歴史的な背景はなくても、名所は作れる。観光に力を入れる方法のひとつとして、コンテンツ作りも重要かもしれない。そのコンテンツ力に敬意を表して、私は石見銀山ではなく、仁摩サンドミュージアムを訪れた。
マンガ・ドラマゆかりの品々も展示
巨大な砂時計は高く見上げる位置にあり、砂が落ちる様子を間近で見られない。そこが観たいのだが……。真横になる位置まで足場を作れなかったのだろうか。しかし、砂というキーワードで環境問題を考えるというテーマの展示は興味深かった。動くサンドアートも飽きさせない。砂に考えさせられたり、ぼーっと落ちる砂を眺めたり。そういう場所のようである。
山形の砂だった……
面白かったところといえば、地元の鳴き砂から発想した巨大砂時計が、さまざまな技術的検証の結果、鳴き砂が砂時計には不適格となってしまった。実はこの砂時計の中身は山形県の砂だという。感心していいのか笑っていいのか。しかし、この砂時計がなければ、マンガもドラマも映画も創られなかった。一時期のブームは去ったものの、いまも原作のファンが訪れ、ドラマや映画に登場した土産の砂時計が売れているそうだ。
仁万駅に戻る。手前の商店は釣具・菓子・玩具……大人と子供のおもちゃ屋さん?
鳴き砂の海岸、琴ヶ浜の最寄り駅は馬路である。仁万駅に戻り、15時30分発の列車に乗って隣の駅。所要時間は9分。馬路駅の周囲には民家も多いが、降りた客は私だけだった。
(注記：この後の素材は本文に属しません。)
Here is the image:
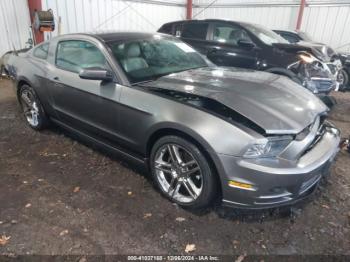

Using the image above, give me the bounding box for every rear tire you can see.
[18,85,49,130]
[150,136,218,209]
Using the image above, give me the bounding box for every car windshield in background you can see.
[244,24,289,45]
[109,36,208,84]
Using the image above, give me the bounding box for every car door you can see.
[207,22,257,69]
[49,40,120,143]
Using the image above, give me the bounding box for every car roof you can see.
[53,31,170,42]
[93,32,163,42]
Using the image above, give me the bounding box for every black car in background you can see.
[158,19,337,94]
[273,30,350,89]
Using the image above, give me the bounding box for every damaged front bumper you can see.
[220,122,340,209]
線路に沿った一本道を歩く。私が乗ってきた列車は動こうとしない。対向列車を待っているらしく、私も見届けようと待っていた。2両編成の特急「スーパーおき」が通過していった。振り子式のディーゼルカー。山陰本線の主役である。2両だけど。
馬路駅。特急の運行頻度は高い
坂道を降りて、民家の間をすり抜けると海に出た。白いきれいな砂浜である。海水浴シーズンだと思うけれど、打ち上げられた海藻のほかはゴミひとつない。誰かが手入れをしている。いや、地元の人々が大切にしているのだ。こんな砂浜、東京近郊ではなかなか見られない。
この細道の奥が琴ヶ浜
午後の日差しはゆるく、雲が増えている。海の色は青混じりの灰白色。風はなく、私が苦手な潮の香りも少ない。ただ、どんなに踏みしめても砂は鳴かない。かかとを落としても、つま先で蹴るように足を突っ込んでも鳴かない。
サンドミュージアムでは磁器の乳鉢に琴ヶ浜の砂が入れられ、乳棒を差し込むとキュッと鳴った。砂浜で鳴き砂の声を発見した人は、どんな方法で知ったのだろうか。他の海岸と、砂の何が違うというのだろう。
美しき琴ヶ浜
砂を見つめながら歩いていると、小さな貝殻が幾つか見つかった。つややかで、微かに桜色。砂にも似た色の粒があり、キラキラしている。鳴き砂は、こんなきれいな貝殻が砕けてできた……そういうことだろうか。